Under, over or floating in the middle?
Astonishingly, a transatlantic “chunnel” is not a new idea. In fact, various suggestions have been made over the last century about how a transatlantic tunnel could be made a reality. One concept is a tunnel dug directly under the sea bed like the Anglo-French solution, which would take an estimated 300 years to drill, would need to pass through underwater mountains and rifts, and require anti-earthquake technology to survive.
A tunnel that sits on the ocean floor, like the San Francisco BART, is a second possibility, except that the pressure at the Atlantic’s depths is 500 times that at the surface. Another proposal is a bridge-like tube in the air, above the sea. But the complications this might cause for shipping are huge.
Some say that an option falling somewhere in between would be a floating tunnel constructed from prefabricated sections and cables and sitting around 50 metres below the sea’s surface – that would allow trains to pass through, not be subject to the deadly pressure of the deep seas, and not interfere with shipping or be at the mercy of surface weather conditions.
Jets or electromagnets?
And how would the “shuttles” be propelled? Some say jet propulsion could work, leading to talk of London to New York commutes being doable in under an hour. However, after reaching top speeds the vehicle would need an estimated 18 minutes to decelerate.
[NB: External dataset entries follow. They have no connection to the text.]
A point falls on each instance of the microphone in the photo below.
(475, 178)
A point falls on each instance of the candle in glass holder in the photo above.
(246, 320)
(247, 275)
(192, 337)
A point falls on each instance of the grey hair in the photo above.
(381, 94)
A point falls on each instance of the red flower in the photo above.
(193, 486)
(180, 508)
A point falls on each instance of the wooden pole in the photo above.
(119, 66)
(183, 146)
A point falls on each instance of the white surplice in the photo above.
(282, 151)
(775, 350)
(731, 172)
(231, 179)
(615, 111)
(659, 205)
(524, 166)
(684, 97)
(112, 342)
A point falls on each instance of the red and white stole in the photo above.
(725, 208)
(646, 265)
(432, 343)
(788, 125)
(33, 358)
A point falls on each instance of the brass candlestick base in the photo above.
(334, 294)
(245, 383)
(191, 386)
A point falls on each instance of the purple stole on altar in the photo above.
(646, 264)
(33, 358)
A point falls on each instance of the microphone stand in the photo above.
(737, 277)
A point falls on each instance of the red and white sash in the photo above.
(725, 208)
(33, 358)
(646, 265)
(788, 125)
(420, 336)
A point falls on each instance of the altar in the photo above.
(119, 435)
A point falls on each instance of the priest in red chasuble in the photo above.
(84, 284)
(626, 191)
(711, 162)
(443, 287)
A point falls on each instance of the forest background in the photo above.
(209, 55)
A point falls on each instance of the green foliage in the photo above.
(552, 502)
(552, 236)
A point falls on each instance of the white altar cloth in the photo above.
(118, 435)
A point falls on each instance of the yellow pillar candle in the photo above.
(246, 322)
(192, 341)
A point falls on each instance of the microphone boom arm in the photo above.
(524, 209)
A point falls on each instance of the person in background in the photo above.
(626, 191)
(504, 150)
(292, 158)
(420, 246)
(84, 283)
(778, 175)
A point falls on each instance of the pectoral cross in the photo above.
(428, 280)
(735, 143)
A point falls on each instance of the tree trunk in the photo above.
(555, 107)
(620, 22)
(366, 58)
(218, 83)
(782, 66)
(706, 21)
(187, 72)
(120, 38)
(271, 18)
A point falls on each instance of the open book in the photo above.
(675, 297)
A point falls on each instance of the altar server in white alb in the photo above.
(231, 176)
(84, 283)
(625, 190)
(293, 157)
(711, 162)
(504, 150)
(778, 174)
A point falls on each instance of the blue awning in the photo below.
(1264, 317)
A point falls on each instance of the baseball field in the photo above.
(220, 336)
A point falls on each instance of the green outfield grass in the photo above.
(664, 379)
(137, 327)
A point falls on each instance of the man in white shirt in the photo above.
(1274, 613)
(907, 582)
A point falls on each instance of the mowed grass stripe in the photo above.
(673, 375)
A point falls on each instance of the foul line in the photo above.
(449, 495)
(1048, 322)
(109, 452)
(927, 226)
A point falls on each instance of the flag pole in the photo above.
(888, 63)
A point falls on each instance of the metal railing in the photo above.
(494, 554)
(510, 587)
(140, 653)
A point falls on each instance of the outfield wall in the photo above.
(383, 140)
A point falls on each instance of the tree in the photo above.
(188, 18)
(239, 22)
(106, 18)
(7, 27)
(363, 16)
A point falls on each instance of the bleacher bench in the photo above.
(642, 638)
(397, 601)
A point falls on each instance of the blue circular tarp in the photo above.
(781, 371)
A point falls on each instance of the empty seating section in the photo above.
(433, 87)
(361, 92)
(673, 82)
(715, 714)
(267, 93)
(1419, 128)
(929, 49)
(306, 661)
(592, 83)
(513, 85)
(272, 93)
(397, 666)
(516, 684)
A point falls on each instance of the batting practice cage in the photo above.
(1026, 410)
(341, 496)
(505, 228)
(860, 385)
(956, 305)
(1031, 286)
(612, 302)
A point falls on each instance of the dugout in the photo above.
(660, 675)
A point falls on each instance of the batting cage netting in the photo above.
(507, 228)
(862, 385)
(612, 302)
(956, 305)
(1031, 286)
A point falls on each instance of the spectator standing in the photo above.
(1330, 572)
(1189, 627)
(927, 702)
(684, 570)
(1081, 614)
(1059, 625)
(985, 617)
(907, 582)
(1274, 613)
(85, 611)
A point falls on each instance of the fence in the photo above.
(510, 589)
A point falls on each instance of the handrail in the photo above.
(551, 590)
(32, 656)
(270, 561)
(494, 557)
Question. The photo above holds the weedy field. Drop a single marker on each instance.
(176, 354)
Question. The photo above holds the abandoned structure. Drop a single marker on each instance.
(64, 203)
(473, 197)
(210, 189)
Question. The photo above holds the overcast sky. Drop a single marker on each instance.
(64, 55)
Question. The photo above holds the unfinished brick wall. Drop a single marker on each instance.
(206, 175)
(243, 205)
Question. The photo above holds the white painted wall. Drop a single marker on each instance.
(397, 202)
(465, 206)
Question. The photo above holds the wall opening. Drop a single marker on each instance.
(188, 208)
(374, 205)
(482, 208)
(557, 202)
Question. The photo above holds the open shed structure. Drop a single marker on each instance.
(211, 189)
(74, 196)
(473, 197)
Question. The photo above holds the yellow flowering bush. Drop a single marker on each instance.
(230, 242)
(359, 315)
Meanwhile, Elon Musk is a proponent of so-called maglev systems, where rolling stock is levitated by electromagnets to eliminate friction and so reach speeds of up to hundreds of kilometres per hour – but so far no maglev innovations of any significant length exist. The world’s longest so far is the Shanghai Maglev: covering 30 km in around 8 minutes, prior to 2021 it held the record for fastest train service in commercial operation with a top speed recorded at 431 km/h.
Given the logistics and above all the costs involved – an estimated 18.8 trillion euros – a transatlantic tunnel is not an idea with any political legs in the immediate future, but like Albert Matthieu, we can dream.